Mengkaji sejarah Al-Qur’an dengan melihat 
            proses-proses pembentukannya, baik pada masa Nabi dan masa-masa 
            sesudahnya sangat penting, untuk mengingatkan kita selalu bahwa 
            Al-Qur’an adalah manifestasi manusiawi dari kalamullah. 
            Seperti juga kitab-kitab suci lainnya di dunia ini, Al-Qur’an 
            memiliki keterbatasan-keterbatasan pada lingkup kebahasaan dan 
            kesejarahan di mana ia diturunkan.
            
            
            Pertama-tama, saya ingin mengucapkan terimakasih kepada siapa 
            saja yang telah memberikan komentar dan kritik terhadap artikel saya 
            tentang “Merenungkan Sejarah Al-Qur’an” yang dipublikasikan di 
            website Jaringan Islam Liberal (JIL). Pada mulanya, artikel itu 
            adalah bagian dari refleksi kegiatan spiritual saya selama bulan 
            Ramadhan. Pada bulan itu, saya mencoba membaca Al-Qur’an dengan 
            model bacaan saya sendiri yang menurut saya lebih berkesan dan 
            mempengaruhi intensitas keberagamaan saya. Secara khusus, saya 
            membaca beberapa buku Nasr Hamed Abu Zayd dan juga beberapa artikel 
            yang ditulis oleh sarjana Al-Qur’an dari Barat. Saya selalu 
            terobsesi untuk membaca karya-karya semacam ini, sebagai 
            “balance” (penyeimbang) dari bacaan saya selama ini yang 
            terlalu banyak dengan karya-karya apologetis.
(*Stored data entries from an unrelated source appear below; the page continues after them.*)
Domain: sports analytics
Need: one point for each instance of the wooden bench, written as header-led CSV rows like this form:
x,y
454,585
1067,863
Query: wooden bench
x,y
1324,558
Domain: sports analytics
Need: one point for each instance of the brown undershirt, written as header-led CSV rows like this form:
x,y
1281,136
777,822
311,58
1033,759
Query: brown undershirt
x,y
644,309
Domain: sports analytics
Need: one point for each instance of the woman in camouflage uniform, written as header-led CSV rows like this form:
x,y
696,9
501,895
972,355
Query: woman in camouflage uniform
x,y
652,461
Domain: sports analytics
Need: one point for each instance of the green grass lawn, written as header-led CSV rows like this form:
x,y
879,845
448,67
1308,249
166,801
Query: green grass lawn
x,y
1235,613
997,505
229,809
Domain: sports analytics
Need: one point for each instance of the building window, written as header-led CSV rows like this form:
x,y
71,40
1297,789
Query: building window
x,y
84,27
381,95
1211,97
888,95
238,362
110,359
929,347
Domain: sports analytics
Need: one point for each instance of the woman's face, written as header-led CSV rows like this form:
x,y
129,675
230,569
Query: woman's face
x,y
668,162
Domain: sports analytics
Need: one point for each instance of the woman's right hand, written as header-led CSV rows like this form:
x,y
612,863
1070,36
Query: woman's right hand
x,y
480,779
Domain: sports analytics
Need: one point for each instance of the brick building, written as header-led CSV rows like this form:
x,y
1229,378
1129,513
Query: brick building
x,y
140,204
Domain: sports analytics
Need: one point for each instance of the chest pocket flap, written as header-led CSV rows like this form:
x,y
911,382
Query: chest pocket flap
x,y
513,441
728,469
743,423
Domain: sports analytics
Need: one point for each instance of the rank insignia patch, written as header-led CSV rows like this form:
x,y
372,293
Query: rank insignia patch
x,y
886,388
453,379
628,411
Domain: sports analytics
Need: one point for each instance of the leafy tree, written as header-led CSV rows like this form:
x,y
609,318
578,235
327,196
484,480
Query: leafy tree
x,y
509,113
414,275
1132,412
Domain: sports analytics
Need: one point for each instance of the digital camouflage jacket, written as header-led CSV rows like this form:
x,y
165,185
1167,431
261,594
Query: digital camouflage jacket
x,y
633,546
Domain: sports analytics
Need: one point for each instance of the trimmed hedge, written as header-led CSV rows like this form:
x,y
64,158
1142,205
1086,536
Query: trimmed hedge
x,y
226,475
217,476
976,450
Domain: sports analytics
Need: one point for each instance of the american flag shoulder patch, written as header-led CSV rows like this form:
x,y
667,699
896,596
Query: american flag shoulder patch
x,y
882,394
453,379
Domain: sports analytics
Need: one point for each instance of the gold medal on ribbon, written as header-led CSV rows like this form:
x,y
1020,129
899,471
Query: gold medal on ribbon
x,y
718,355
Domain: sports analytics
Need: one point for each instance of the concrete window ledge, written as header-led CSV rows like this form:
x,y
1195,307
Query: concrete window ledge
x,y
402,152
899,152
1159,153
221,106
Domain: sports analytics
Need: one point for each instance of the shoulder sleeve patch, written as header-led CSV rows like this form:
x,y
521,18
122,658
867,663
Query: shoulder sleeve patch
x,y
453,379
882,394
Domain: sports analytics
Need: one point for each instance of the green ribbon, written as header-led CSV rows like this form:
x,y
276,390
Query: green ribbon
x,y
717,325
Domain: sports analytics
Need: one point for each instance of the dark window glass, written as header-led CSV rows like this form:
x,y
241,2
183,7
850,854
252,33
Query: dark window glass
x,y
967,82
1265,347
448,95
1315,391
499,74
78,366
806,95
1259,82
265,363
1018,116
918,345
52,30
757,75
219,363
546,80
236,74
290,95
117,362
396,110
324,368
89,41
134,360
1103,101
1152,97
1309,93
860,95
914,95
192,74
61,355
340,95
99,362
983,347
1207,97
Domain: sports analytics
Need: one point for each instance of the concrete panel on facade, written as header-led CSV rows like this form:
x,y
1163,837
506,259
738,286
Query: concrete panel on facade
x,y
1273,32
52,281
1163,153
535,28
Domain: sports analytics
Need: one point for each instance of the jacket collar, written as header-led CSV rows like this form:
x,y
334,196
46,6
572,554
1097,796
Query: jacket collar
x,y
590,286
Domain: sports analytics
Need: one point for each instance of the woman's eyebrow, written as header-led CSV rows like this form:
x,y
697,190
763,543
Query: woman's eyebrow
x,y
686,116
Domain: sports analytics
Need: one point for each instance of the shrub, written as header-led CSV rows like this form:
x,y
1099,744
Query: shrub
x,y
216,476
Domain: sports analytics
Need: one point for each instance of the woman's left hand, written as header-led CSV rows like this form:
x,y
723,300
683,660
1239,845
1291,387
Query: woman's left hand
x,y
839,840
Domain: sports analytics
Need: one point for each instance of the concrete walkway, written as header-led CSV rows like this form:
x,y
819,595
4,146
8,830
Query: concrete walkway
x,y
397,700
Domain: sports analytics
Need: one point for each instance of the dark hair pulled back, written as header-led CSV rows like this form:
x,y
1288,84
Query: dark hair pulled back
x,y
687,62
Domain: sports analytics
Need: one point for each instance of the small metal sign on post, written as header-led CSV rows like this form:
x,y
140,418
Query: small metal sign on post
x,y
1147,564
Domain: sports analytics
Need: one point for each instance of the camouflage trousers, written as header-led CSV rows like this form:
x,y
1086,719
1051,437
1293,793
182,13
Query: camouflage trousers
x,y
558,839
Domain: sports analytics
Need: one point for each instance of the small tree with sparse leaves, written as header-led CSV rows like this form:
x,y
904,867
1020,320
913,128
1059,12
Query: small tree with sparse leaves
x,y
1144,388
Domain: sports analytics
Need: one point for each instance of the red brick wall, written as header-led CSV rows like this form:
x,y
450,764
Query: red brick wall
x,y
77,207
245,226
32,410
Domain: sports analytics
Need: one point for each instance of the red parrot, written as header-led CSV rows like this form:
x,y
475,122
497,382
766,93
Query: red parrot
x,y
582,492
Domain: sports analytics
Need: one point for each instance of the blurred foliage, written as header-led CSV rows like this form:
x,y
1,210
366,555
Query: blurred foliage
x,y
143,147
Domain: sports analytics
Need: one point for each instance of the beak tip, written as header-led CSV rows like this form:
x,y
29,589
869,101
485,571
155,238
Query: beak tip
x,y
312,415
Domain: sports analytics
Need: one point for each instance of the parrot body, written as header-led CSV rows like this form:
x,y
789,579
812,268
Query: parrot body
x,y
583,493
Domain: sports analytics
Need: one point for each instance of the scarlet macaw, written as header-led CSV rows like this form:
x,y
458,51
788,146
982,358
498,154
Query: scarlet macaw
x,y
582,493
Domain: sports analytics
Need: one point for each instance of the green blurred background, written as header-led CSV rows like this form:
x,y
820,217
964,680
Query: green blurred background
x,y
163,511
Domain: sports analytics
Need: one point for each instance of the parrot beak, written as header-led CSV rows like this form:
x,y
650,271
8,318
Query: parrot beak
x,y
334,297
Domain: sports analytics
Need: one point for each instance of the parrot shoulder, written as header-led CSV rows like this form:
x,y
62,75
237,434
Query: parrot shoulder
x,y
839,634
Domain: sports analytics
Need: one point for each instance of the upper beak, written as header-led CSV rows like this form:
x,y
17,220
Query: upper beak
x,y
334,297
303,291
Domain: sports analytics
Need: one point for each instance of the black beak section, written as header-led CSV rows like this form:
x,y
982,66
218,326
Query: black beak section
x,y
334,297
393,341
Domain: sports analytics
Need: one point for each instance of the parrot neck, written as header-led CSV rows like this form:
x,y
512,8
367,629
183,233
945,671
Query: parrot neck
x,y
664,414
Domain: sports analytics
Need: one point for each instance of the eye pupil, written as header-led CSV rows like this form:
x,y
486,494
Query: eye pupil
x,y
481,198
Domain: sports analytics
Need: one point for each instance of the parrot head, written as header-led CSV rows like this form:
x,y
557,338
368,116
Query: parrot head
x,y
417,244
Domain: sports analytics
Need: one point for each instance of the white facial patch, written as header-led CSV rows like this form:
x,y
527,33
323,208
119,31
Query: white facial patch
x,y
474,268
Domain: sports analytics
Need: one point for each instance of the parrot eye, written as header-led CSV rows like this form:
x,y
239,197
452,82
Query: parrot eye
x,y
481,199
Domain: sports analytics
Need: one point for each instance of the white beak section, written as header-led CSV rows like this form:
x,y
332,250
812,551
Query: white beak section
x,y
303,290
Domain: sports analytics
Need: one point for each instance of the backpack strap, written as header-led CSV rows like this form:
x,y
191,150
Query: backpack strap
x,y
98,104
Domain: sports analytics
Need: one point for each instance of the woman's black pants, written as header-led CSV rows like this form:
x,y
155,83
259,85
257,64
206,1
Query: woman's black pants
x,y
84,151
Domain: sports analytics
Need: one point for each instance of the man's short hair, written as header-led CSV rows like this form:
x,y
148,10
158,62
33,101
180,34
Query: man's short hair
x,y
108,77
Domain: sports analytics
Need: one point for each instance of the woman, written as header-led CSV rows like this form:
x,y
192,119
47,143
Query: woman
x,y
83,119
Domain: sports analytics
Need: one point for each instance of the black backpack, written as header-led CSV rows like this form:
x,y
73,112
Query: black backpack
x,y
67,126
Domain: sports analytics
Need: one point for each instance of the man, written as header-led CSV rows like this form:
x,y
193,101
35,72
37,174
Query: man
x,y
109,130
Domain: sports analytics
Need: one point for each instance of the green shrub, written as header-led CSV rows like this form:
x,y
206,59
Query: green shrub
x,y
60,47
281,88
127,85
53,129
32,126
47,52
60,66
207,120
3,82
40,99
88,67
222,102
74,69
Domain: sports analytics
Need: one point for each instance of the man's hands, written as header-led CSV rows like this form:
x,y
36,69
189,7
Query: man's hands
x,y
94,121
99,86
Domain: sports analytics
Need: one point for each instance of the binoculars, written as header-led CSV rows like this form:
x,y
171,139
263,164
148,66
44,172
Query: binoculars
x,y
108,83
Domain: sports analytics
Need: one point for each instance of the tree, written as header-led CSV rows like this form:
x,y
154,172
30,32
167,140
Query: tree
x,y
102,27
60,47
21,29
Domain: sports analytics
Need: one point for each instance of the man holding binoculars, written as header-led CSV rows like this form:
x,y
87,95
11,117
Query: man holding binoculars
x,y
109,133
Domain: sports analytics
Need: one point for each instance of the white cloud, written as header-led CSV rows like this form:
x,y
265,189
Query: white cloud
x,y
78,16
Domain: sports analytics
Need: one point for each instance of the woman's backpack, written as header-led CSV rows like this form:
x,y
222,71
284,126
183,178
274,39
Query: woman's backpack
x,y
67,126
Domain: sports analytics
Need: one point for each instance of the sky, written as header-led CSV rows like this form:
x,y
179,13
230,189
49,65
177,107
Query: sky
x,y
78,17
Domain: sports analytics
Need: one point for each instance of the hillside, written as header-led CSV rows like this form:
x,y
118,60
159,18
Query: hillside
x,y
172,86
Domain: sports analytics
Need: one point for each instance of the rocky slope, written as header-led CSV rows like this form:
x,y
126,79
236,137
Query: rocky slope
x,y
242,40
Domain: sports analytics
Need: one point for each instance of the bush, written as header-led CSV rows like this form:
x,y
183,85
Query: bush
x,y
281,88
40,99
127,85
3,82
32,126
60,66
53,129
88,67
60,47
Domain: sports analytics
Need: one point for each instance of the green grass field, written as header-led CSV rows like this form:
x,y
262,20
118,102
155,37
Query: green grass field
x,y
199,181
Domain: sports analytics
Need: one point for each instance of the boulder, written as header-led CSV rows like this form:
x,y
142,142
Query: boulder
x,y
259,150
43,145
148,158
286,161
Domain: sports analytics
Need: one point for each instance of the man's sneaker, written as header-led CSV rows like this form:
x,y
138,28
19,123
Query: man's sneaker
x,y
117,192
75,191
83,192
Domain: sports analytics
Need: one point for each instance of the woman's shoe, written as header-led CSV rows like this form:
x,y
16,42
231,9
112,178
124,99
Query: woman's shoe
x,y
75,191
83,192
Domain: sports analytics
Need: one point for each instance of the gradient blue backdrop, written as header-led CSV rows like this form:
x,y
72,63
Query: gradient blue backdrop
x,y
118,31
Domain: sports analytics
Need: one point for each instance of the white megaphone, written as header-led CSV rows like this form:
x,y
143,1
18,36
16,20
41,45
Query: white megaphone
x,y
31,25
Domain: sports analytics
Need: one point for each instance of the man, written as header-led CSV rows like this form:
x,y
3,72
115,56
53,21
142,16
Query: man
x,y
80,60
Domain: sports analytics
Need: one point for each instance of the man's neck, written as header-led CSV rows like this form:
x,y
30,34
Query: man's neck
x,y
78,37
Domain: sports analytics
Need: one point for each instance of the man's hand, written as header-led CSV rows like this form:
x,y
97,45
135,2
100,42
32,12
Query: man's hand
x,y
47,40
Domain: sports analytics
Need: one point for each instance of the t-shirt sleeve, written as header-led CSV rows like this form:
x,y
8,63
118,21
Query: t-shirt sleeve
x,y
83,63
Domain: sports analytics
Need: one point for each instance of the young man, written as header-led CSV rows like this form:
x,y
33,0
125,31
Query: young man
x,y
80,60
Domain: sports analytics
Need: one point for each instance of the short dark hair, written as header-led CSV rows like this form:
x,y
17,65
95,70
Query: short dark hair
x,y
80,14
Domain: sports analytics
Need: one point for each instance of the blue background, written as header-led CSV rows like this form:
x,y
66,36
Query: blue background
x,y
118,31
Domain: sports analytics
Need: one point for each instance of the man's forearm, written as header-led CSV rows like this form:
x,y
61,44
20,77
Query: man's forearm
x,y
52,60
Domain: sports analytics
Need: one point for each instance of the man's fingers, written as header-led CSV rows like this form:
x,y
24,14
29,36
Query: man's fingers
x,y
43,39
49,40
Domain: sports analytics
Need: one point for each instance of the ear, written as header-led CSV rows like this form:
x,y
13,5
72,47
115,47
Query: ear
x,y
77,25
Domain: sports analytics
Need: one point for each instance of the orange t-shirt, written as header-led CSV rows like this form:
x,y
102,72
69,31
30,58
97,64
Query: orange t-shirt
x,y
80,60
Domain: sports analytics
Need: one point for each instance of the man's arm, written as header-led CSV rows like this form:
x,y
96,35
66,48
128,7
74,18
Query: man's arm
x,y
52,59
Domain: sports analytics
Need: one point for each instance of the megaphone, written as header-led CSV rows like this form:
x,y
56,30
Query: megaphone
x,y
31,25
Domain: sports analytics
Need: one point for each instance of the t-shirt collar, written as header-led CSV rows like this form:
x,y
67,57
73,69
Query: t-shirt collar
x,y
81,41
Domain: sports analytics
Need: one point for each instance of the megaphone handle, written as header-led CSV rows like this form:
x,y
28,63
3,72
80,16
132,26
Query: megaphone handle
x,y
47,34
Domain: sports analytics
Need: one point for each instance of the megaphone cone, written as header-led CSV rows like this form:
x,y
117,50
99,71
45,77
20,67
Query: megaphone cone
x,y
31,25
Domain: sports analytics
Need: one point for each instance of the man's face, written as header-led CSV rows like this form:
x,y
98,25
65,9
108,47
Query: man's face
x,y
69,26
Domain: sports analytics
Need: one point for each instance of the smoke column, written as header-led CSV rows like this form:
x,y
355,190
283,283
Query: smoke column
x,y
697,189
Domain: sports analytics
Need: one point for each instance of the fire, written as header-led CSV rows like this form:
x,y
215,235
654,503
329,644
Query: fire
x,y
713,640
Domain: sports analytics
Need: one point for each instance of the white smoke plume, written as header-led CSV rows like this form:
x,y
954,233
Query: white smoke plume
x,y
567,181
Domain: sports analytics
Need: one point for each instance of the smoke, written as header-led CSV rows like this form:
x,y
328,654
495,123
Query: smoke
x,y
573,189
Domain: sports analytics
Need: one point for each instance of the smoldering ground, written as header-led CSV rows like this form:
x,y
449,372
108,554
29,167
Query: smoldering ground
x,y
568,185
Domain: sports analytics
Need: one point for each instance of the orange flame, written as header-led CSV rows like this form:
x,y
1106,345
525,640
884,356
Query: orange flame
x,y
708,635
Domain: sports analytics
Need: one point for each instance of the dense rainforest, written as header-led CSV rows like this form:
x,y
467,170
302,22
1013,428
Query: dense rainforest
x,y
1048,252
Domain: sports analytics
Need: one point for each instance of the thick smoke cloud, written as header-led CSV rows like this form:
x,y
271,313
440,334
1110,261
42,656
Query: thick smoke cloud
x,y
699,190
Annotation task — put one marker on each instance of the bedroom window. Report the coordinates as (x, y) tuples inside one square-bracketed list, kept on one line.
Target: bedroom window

Saya pikir, rasanya 
            kurang adil kalau saya hanya mensuplay ke dalam memori pikiran saya 
            pengetahuan apologetis saja.
Inilah latar belakang mengapa 
            artikel itu saya tulis. Semula saya ragu menuliskan apa yang saya 
            baca. Tapi, rasanya masih terus ada yang mengganjal kalau belum 
            ditulis. Ketika menulis artikel itu, saya mendapat panduan dari 
            karya-karya sarjana Al-Qur’an dari Barat untuk membuka kitab-kitab 
            klasik seperti kitab al-masahif, al-fihrist, al-itqan, dan 
            al-burhan. Saya beruntung karena semua kitab itu bisa saya 
            dapatkan, sehingga saya bisa merujuk setiap klaim yang dibuat oleh 
            para sarjana Al-Qur’an dari Barat itu.
Saya pikir, para 
            sarjana Al-Qur’an dari Barat atau yang biasa disebut dengan nada 
            permusuhan sebagai “orientalis” itu telah banyak berjasa bagi 
            tradisi kesejarahan Al-Qur’an. Saya bukan tidak sadar bahwa sebagian 
            dari mereka, seperti dengan baik telah diperlihatkan oleh para 
            kritikus orientalis semacam A.L. Tibawi dan Edward Said, adalah para 
            sarjana yang bekerja untuk kepentingan proyek kolonialisme dan 
            penaklukkan dunia Islam. Tapi, saya meyakini, tidak semua mereka 
            seburuk apa yang dicurigai kaum Muslim. Dunia sekarang ini sudah 
            sangat terbuka dan tanpa batas. Akses kepada informasi bisa 
            diperoleh semua orang dengan mudah. Apa yang dikatakan oleh para 
            orientalis itu bisa kita rujuk dan buktikan ke sumber-sumber 
            aselinya. Dan ini yang saya coba lakukan dalam menulis artikel 
            itu.
Untuk menulis artikel singkat itu, saya merujuk semua 
            buku yang disebut para orientalis, khususnya kitab al-masahif 
            karya Ibn Abi Daud, al-Fihrist karya Ibn Nadiem, dan 
            al-Itqan karya al-Suyuthi. Dalam artikel itu, sengaja saya 
            tidak menyebut nama orientalis satupun, karena saya sadar bahwa kaum 
            Muslim memiliki apriori dan prasangka yang luar biasa pada nama-nama 
            mereka. Saya pikir, kalau saya kutip nama-nama orientalis itu, 
            paling-paling artikel saya akan dicampakkan begitu saja. Agaknya, 
            ini yang pernah terjadi dengan rekan saya, Taufik Adnan Amal, yang 
            lebih piawai, lebih ahli, dan lebih produktif dari saya dalam 
            menuliskan sejarah Al-Qur’an. Namun, hanya karena tulisan-tulisan 
            dia sarat dengan nama-nama seperti Jeffrey, Wansborough, dan 
            semacamnya, tulisan-tulisan itu tampaknya tidak banyak diperhatikan 
            orang. Di website JIL sendiri, ada tiga artikel Taufik, yang menurut 
            saya, memiliki pesan yang sama dengan refleksi yang saya 
            buat.
Para pengkritik dan pengecam artikel saya berusaha 
            dengan tak sabar ingin mendengar pengakuan dari saya bahwa saya 
            merujuk kepada orientalis, agar kemudian mereka bisa berteriak: “tuh 
            kan Luthfi ujung-ujungnya pake orientalis.” Saya sedih jika ada yang 
            berkomentar seperti ini. Seolah-olah, ilmu itu milik umat Islam 
            saja, dan yang boleh meneliti sesuatu hanya orang Islam saja. 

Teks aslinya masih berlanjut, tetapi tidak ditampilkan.